By contrast, the tiny nanowire transistors developed by Lieber and colleagues gently touch a neuronal projection to form a hybrid synapse, making them noninvasive, and are thousands of times smaller than the electronics now used to measure brain activity.
Lieber's group has previously shown that nanowires can detect, with great precision, molecular markers indicating the presence of cancer in the body, as well as single viruses. The group's latest work takes advantage of the size similarities between ultra-fine silicon nanowires and the axons and dendrites projecting from nerve cells: Nanowires, like neuronal offshoots, are just tens of nanometers in width, making the thin filaments a good match for intercepting nerve signals.
Because the nanowires are so slight -- their contact with a neuron is no more than 20 millionths of a meter in length -- Lieber and colleagues were able to measure and manipulate electrical conductance at as many as 50 locations along a single axon.
The current work involves measurement of signals only within single mammalian neurons; the researchers are now working toward monitoring signaling among larger networks of nerve cells. Lieber says the devices could also eventually be configured to measure or detect neurotransmitters, the chemicals that leap synapses to carry electrical impulses from one neuron to another.

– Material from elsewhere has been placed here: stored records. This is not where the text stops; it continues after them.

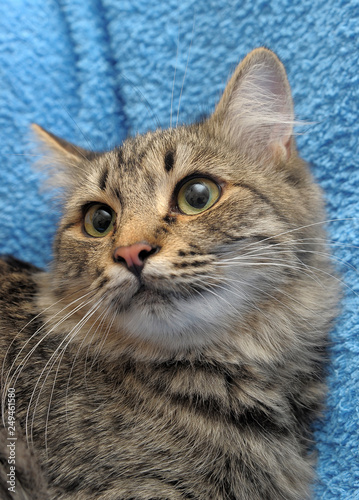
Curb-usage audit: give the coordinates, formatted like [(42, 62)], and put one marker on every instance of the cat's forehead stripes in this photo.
[(169, 161)]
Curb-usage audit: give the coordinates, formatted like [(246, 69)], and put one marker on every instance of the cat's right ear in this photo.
[(63, 161)]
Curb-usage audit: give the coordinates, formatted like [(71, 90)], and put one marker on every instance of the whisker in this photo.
[(185, 72), (52, 360)]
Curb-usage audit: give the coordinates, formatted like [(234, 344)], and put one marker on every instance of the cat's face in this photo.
[(176, 235)]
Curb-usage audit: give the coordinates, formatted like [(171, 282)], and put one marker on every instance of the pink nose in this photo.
[(134, 256)]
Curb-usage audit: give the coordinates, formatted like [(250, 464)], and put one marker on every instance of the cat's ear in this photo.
[(63, 162), (60, 148), (256, 110)]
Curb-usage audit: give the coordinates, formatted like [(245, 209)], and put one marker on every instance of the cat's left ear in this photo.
[(255, 112)]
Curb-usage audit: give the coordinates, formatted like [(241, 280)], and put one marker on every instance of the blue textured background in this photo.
[(94, 71)]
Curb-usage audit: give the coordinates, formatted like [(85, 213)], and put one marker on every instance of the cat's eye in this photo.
[(99, 220), (197, 195)]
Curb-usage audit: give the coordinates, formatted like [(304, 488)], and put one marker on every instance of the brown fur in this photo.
[(204, 382)]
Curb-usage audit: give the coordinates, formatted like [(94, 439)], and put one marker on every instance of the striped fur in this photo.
[(202, 379)]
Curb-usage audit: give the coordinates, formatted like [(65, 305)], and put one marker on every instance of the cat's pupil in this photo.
[(197, 195), (102, 219)]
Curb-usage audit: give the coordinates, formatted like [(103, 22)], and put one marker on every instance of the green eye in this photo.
[(99, 220), (197, 195)]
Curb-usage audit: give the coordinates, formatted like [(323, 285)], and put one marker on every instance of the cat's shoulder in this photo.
[(17, 289)]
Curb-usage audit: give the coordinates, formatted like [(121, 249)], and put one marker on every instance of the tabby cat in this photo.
[(175, 348)]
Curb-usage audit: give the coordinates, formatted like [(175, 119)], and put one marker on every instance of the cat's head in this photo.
[(177, 235)]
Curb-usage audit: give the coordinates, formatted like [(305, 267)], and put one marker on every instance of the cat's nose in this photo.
[(134, 256)]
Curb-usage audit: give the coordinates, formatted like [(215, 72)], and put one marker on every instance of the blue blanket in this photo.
[(95, 71)]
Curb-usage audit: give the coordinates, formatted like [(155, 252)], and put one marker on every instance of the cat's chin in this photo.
[(176, 321)]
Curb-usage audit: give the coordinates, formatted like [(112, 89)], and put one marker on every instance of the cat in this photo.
[(176, 348)]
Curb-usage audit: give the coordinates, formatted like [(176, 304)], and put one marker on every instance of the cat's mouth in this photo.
[(152, 295)]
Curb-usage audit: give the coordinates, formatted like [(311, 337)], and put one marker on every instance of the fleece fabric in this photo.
[(95, 71)]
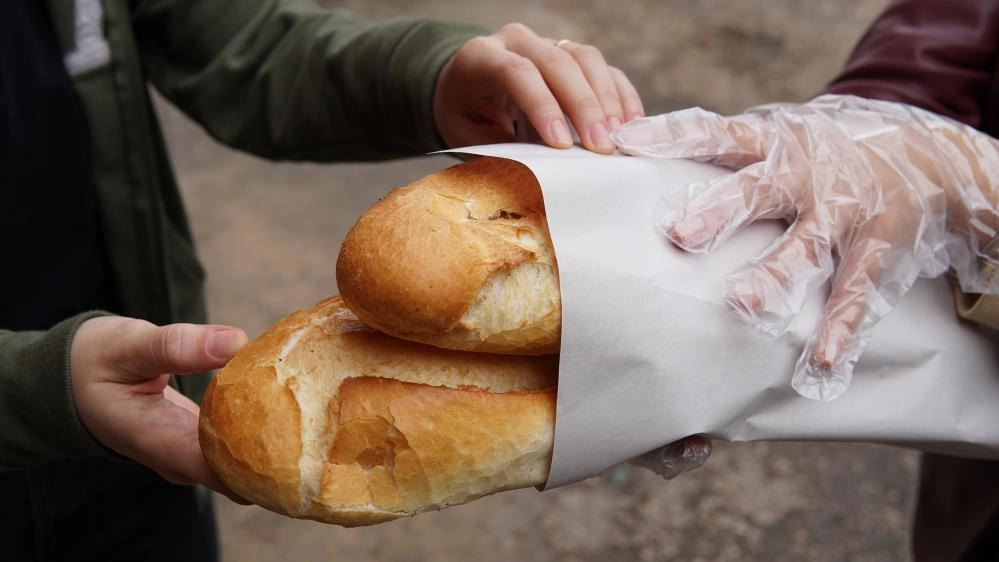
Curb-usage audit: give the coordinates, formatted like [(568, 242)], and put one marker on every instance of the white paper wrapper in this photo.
[(651, 354)]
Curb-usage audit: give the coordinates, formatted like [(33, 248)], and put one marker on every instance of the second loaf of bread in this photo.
[(461, 259)]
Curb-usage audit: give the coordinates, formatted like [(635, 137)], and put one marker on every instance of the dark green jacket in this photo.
[(283, 79)]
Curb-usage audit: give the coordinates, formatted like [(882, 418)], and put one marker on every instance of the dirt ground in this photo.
[(269, 235)]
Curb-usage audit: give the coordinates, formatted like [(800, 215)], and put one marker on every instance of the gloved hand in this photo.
[(676, 458), (894, 192)]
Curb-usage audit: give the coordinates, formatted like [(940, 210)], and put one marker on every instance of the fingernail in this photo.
[(223, 344), (560, 132), (600, 138)]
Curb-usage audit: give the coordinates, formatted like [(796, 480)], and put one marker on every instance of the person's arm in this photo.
[(97, 385), (939, 56), (286, 79), (37, 411)]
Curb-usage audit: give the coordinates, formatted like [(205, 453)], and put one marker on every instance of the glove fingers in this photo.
[(719, 208), (873, 276), (698, 134), (771, 291)]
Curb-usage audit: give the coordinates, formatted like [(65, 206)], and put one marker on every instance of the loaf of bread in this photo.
[(323, 418), (461, 259)]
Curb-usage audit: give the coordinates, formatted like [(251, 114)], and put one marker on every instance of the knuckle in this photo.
[(515, 29), (480, 44), (516, 67), (589, 53), (173, 343)]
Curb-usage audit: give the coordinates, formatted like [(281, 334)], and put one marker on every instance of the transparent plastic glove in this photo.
[(877, 193), (676, 458)]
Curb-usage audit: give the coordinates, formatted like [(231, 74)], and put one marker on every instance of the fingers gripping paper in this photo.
[(651, 354)]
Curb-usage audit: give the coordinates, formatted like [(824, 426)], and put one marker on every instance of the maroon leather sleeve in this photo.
[(936, 54)]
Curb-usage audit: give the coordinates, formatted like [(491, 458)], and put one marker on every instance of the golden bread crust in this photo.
[(324, 418), (461, 259)]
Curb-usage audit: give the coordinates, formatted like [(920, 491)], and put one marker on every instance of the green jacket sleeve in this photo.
[(286, 79), (37, 411)]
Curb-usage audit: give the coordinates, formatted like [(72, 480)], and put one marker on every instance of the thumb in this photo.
[(145, 351)]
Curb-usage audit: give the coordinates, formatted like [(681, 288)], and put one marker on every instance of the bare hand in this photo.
[(493, 82), (120, 373)]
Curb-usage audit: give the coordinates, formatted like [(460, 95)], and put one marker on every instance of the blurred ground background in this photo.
[(269, 236)]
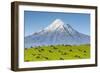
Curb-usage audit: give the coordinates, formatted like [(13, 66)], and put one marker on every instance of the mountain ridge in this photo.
[(57, 33)]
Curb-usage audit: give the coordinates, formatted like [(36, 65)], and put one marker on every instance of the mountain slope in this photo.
[(57, 33)]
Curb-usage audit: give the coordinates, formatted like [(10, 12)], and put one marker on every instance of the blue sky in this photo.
[(35, 21)]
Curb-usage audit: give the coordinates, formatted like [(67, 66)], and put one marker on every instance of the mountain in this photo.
[(57, 33)]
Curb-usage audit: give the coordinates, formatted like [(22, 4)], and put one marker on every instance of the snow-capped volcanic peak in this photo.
[(55, 24)]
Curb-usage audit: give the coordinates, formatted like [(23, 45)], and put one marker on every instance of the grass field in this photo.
[(58, 52)]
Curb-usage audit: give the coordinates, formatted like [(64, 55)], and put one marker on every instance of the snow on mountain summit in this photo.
[(56, 33), (55, 24)]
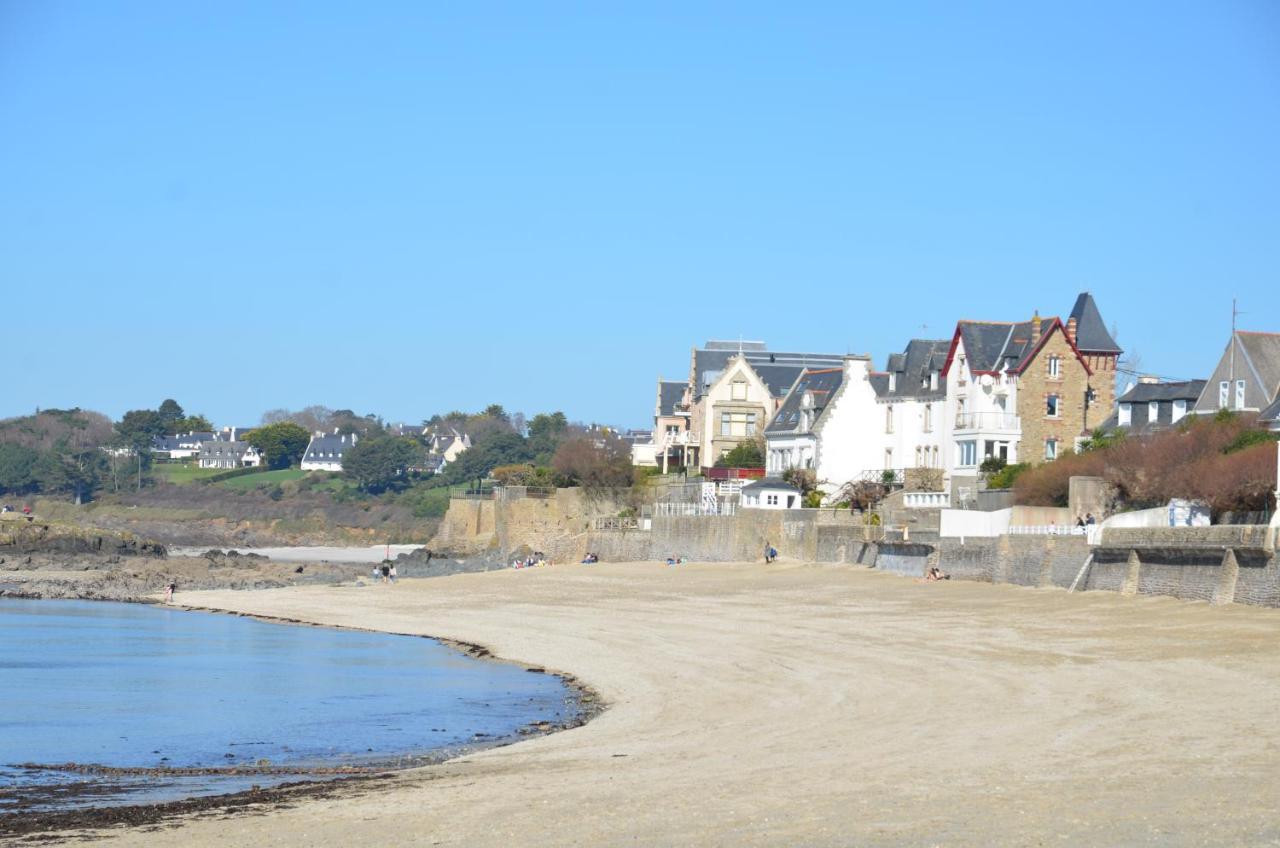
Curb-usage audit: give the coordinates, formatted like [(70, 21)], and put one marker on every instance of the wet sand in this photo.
[(817, 706)]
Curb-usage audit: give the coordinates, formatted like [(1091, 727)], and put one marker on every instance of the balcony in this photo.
[(988, 423)]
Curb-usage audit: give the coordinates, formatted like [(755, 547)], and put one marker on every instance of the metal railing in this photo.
[(996, 422)]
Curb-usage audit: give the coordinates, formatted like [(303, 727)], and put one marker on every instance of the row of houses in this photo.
[(992, 391)]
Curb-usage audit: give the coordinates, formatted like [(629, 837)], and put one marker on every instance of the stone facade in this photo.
[(1037, 384)]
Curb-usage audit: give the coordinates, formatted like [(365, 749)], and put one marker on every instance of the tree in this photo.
[(282, 443), (380, 463), (193, 424), (170, 413), (18, 468), (137, 429), (595, 461), (545, 433)]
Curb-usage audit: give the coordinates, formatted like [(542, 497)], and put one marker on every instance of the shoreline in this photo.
[(586, 705), (808, 703)]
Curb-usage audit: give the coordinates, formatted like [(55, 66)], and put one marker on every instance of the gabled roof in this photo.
[(778, 370), (769, 483), (1175, 391), (821, 384), (996, 346), (912, 370), (1091, 332)]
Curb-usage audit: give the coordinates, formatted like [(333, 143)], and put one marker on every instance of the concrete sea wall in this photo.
[(1212, 564)]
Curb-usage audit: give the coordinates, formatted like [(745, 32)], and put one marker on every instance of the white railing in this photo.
[(995, 422), (672, 510), (926, 500)]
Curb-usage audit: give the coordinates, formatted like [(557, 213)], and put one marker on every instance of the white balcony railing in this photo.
[(990, 422)]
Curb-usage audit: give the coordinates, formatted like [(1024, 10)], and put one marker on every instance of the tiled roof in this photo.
[(912, 370), (1147, 392), (1091, 332), (821, 384)]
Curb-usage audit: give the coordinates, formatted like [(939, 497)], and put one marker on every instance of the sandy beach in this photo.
[(801, 705)]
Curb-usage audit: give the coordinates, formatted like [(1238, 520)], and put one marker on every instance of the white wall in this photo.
[(972, 523)]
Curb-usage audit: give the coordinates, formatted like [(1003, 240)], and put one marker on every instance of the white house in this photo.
[(324, 452), (182, 446), (830, 423), (228, 455), (912, 393), (771, 493)]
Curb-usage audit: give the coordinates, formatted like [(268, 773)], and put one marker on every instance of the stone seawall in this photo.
[(1216, 564)]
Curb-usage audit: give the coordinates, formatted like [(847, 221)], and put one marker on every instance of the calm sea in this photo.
[(132, 685)]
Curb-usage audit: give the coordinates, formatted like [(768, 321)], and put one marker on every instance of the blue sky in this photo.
[(407, 208)]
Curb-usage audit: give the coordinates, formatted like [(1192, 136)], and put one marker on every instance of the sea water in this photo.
[(145, 687)]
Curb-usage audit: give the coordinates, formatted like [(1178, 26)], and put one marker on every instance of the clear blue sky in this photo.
[(406, 208)]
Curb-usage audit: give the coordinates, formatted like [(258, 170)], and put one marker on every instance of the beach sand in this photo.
[(812, 705)]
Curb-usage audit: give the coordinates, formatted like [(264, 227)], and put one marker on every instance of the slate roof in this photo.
[(1147, 392), (1271, 414), (1141, 396), (913, 368), (992, 346), (769, 483), (177, 442), (670, 393), (777, 369), (822, 383), (323, 446), (1091, 331)]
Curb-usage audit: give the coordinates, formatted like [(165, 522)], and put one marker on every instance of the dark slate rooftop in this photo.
[(822, 383), (670, 393), (709, 363), (912, 369), (321, 446), (769, 483), (1091, 331), (1180, 391)]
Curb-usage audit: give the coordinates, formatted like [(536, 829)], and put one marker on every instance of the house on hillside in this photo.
[(223, 454), (1025, 391), (676, 443), (912, 395), (828, 423), (1247, 378), (324, 452), (181, 446), (1151, 405), (736, 387), (771, 493)]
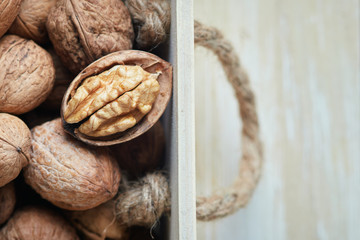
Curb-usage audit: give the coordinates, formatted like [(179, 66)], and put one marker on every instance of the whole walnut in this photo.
[(63, 78), (9, 9), (7, 201), (15, 147), (99, 223), (69, 173), (36, 223), (142, 154), (26, 77), (30, 22), (85, 30)]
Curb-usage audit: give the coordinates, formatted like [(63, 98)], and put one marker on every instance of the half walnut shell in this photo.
[(117, 97)]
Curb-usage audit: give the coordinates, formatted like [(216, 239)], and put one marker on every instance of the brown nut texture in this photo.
[(9, 9), (15, 147), (142, 154), (31, 20), (26, 77), (117, 97), (69, 173), (63, 78), (36, 223), (7, 201), (85, 30), (99, 223)]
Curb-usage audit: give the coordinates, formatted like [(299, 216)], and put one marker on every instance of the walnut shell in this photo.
[(9, 9), (31, 20), (7, 201), (68, 173), (27, 75), (15, 147), (148, 62), (35, 223), (142, 154), (99, 223), (85, 30)]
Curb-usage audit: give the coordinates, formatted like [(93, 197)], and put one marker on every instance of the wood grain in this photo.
[(303, 60)]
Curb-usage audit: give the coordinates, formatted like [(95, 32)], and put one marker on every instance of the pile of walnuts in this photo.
[(79, 113)]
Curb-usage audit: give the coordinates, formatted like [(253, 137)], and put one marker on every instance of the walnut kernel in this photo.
[(68, 173), (8, 11), (26, 77)]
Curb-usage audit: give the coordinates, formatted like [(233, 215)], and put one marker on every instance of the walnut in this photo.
[(36, 223), (142, 154), (85, 30), (99, 223), (63, 78), (30, 22), (15, 147), (27, 75), (117, 98), (68, 173), (9, 9), (7, 201)]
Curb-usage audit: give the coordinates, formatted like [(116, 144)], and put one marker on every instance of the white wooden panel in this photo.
[(303, 61)]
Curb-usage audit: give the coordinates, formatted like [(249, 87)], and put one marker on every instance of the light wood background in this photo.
[(303, 61)]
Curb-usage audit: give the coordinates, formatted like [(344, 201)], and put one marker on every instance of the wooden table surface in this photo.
[(303, 61)]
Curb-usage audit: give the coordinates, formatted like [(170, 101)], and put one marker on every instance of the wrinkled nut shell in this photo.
[(26, 77), (99, 223), (148, 62), (7, 201), (83, 31), (30, 22), (63, 78), (35, 223), (69, 173), (15, 147), (9, 9)]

"This work could have a revolutionary impact on science and technology," Lieber says. "It provides a powerful new approach for neuroscience to study and manipulate signal propagation in neuronal networks ata level unmatched by other techniques; it provides a new paradigm for building sophisticated interfaces between the brain and external neural prosthetics; it represents a new, powerful, and flexible approach for real-time cellular assays useful for drug discovery and other applications; and it opens the possibility for hybrid circuits that couple the strengths of digital nanoelectronic and biological computing components."
Lieber's co-authors on the Science paper are Fernando Patolsky, Brian P. Timko, Guihua Yu, Ying Fang, Andrew B. Greytak, and Gengfeng Zheng, all of Harvard's Department of Chemistry and Chemical Biology. Their work was supported by the Defense Advanced Research Projects Agency and Applied Biosystems.